A key figure in the leave campaign in Britain's 2016 EU referendum has admitted they should not have stoked fears of potential Turkish immigration to garner more votes.

In an interview with the Guardian on Tuesday, Michael Gove, the environment secretary, said if he had been in-charge "the leave campaign would have had a slightly different feel."

Gove had claimed ahead of the referendum that Turkey and other countries in Europe could join the EU as early as 2020 and that their membership would see an influx of 5.2 million people arriving in the U.K.

"I would have to go back and look at everything I said and think whether that was the right response at the right time. There is a sense at the back of my mind that we didn't get everything absolutely right. It's a difficult one," Gove said.

Vote Leave was fronted by former foreign secretary Boris Johnson and Gove.

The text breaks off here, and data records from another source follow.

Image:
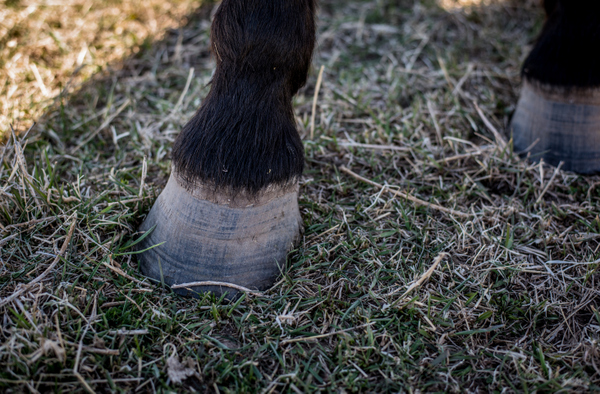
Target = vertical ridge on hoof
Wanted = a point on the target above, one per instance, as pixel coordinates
(207, 235)
(559, 124)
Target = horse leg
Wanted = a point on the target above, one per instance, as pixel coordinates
(229, 213)
(558, 114)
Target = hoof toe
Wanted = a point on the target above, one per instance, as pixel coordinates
(227, 242)
(557, 125)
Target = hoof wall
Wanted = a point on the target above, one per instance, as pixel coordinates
(559, 125)
(206, 236)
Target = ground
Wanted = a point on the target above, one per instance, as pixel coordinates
(433, 258)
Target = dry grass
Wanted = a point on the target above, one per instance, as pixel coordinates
(386, 293)
(48, 46)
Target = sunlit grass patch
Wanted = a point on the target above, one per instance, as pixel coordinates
(49, 46)
(433, 258)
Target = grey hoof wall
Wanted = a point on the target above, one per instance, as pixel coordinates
(201, 235)
(559, 124)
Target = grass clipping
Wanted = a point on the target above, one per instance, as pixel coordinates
(433, 258)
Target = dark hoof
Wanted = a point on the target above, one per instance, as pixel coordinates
(557, 125)
(205, 236)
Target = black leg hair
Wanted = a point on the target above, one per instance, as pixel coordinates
(567, 51)
(244, 135)
(550, 6)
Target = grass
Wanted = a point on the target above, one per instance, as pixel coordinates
(385, 293)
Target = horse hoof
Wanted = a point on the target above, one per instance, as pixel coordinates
(559, 124)
(219, 242)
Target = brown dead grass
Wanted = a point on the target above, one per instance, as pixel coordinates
(47, 46)
(497, 291)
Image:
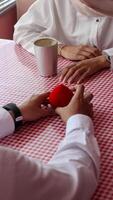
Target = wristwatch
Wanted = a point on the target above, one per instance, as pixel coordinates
(108, 58)
(17, 116)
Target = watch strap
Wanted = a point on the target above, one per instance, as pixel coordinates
(18, 118)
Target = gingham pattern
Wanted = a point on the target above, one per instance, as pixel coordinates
(19, 78)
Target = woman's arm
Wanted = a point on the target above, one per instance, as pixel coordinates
(33, 24)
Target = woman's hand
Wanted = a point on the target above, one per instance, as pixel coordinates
(80, 52)
(34, 109)
(83, 69)
(79, 104)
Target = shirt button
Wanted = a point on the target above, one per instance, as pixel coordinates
(97, 20)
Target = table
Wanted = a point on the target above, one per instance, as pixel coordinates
(19, 78)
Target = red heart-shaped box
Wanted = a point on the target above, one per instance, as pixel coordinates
(60, 96)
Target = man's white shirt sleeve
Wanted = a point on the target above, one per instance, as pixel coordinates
(71, 174)
(7, 125)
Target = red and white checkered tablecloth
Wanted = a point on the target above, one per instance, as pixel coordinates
(19, 78)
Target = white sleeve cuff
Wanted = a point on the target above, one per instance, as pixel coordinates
(7, 125)
(110, 53)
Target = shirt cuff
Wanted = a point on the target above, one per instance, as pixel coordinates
(110, 53)
(79, 121)
(7, 125)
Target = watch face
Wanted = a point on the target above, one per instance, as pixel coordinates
(18, 119)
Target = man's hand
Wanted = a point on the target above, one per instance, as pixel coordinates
(83, 69)
(79, 104)
(34, 109)
(80, 52)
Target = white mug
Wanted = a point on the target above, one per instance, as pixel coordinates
(46, 52)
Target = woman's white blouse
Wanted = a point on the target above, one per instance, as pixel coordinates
(59, 19)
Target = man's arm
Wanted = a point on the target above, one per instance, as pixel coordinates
(71, 174)
(12, 116)
(7, 125)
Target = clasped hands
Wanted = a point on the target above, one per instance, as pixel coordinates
(89, 60)
(37, 106)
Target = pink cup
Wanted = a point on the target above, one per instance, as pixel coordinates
(46, 52)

Turkey's accession to the EU was a theme regularly used by the leave campaign to stoke fear and anti-immigrant sentiment among voters with misleading claims.

The campaign perhaps drew the most controversy when it ran a poster campaign showing an open door in the style of an EU passport and the message: "Turkey (population 76 million) is joining the EU. Vote Leave, take back control."

Although it was one of the first countries to join the European Economic Community (EEC) in 1959 and applied for full EU membership in 1987, Turkey still has candidate country status. In the meantime, many countries in Europe have been accepted as EU members, despite applying much later than Ankara.

Official accession talks with Turkey began in 2005. However, negotiations stalled in 2007 due to objections from Greek Cypriot administration concerning the divided island of Cyprus, as well as opposition from Germany and France. Since then, only one of 16 opened chapters of the Copenhagen criteria have been fulfilled and closed.

Leave campaigners, according to local media, had also argued that the NHS was already cash-strapped due to the current number of immigrants arriving in the U.K. However, they failed to realize that this was due to increasing government cuts to funding and support.

"With the terrorism threat that we face only growing, it is hard to see how it could possibly be in our security interests to open visa-free travel to 77 million Turkish citizens and to create a border-free zone from Iraq, Iran and Syria to the English Channel," Gove had said in a 2016 interview with Sky News.